Supply Chain Injection via Skill Marketplaces and Template Repositories

Community skill repositories, skill marketplaces, and open-source template repositories represent the highest-leverage attack surface for hidden Unicode instruction injection. An adversary who contributes a malicious skill to an open-source repository — or who compromises a legitimate skill file in transit — can ensure that every developer who installs that skill executes hidden instructions at their next agent session. The Knostic analysis of GlassWorm established that this threat is not hypothetical: 35,800 confirmed installations of a compromised IDE extension carrying invisible character payloads represent a supply chain attack of a scale that would merit a critical advisory in any other software ecosystem [10].

The characteristics of skill and configuration files make them particularly susceptible to this attack. They are markdown and text files, not executable binaries, and they are therefore afforded a lower level of scrutiny in typical security review processes. Supply chain controls that scan for malicious code in compiled dependencies do not apply. Code review tools surface the rendered content, not the raw codepoint stream.
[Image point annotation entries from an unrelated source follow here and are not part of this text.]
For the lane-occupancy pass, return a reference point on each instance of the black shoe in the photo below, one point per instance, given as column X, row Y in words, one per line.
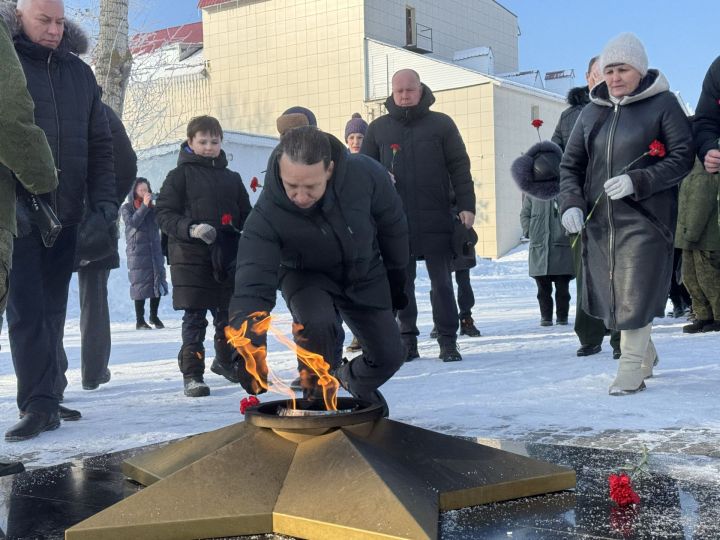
column 195, row 386
column 697, row 326
column 588, row 350
column 468, row 328
column 354, row 346
column 412, row 352
column 157, row 323
column 94, row 385
column 14, row 467
column 449, row 352
column 32, row 425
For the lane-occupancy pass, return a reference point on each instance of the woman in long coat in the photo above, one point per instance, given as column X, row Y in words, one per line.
column 629, row 150
column 146, row 268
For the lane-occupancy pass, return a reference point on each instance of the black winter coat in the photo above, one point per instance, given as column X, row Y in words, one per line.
column 706, row 126
column 627, row 243
column 145, row 261
column 201, row 190
column 343, row 244
column 431, row 159
column 577, row 99
column 69, row 111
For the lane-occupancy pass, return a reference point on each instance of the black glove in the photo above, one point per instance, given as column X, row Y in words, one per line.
column 397, row 278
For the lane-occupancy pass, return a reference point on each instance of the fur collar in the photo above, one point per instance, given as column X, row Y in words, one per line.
column 74, row 40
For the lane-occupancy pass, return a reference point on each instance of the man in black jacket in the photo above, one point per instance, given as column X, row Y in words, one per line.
column 424, row 151
column 329, row 231
column 69, row 111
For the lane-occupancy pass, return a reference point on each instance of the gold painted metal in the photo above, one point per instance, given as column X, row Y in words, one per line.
column 377, row 480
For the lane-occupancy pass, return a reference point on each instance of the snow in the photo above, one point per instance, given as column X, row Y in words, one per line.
column 519, row 381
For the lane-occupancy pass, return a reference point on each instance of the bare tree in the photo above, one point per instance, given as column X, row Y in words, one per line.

The attack is designed precisely to defeat the review mechanisms that developers naturally apply.

MCP Server Compromise and Rug-Pull Attacks

Elastic Security Labs documented a second critical variant: the rug-pull attack, in which an MCP server initially presents benign tool descriptions to gain user and organizational approval, then updates those descriptions to include malicious hidden instructions after approval has been granted [13]. Existing MCP client implementations do not implement cryptographic pinning or hash verification of tool descriptions, so a malicious update to an approved MCP server is transparent to the connecting agent. The Elastic research also documented tool name collision, in which a malicious server’s tool description overrides instructions from trusted tools registered by legitimate servers in the same MCP session.
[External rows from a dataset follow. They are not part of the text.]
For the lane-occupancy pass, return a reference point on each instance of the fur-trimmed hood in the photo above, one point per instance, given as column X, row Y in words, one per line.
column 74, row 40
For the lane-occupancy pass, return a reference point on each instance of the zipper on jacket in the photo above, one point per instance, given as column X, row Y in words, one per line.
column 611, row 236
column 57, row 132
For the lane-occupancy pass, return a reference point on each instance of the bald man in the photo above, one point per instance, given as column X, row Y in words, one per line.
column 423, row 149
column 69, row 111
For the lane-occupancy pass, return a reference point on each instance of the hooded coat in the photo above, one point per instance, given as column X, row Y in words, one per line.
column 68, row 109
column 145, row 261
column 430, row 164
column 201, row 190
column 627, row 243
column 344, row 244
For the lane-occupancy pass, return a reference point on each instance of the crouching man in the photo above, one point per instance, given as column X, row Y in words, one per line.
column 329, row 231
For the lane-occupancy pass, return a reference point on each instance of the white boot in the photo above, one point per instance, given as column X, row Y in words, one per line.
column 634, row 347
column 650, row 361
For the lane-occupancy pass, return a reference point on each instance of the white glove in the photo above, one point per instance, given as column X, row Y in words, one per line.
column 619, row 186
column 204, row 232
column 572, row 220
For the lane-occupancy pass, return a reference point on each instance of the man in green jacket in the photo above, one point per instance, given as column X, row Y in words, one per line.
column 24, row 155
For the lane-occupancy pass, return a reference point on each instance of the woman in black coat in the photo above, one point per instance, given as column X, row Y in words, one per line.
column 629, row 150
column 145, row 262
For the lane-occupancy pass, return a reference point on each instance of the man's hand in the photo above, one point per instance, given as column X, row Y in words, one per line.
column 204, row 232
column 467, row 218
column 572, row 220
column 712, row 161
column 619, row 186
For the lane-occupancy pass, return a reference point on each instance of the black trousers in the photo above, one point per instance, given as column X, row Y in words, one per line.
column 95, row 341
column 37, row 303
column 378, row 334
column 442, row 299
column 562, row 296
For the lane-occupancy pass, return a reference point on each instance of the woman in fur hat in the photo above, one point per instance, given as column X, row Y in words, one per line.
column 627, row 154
The August 2024 Slack AI data exfiltration incident, in which indirect prompt injection delivered through private channel content caused the Slack AI summarization agent to transmit sensitive conversations to attacker-controlled addresses, established the real-world consequence profile of this attack class [14]. The December 2025 web-based indirect prompt injection incident documented by Palo Alto Networks Unit 42 — involving a real-world ad-review bypass using multiple concealment techniques including invisible Unicode — confirmed that attackers are actively combining obfuscation methods and targeting AI-mediated workflows with high-severity fraud objectives [15].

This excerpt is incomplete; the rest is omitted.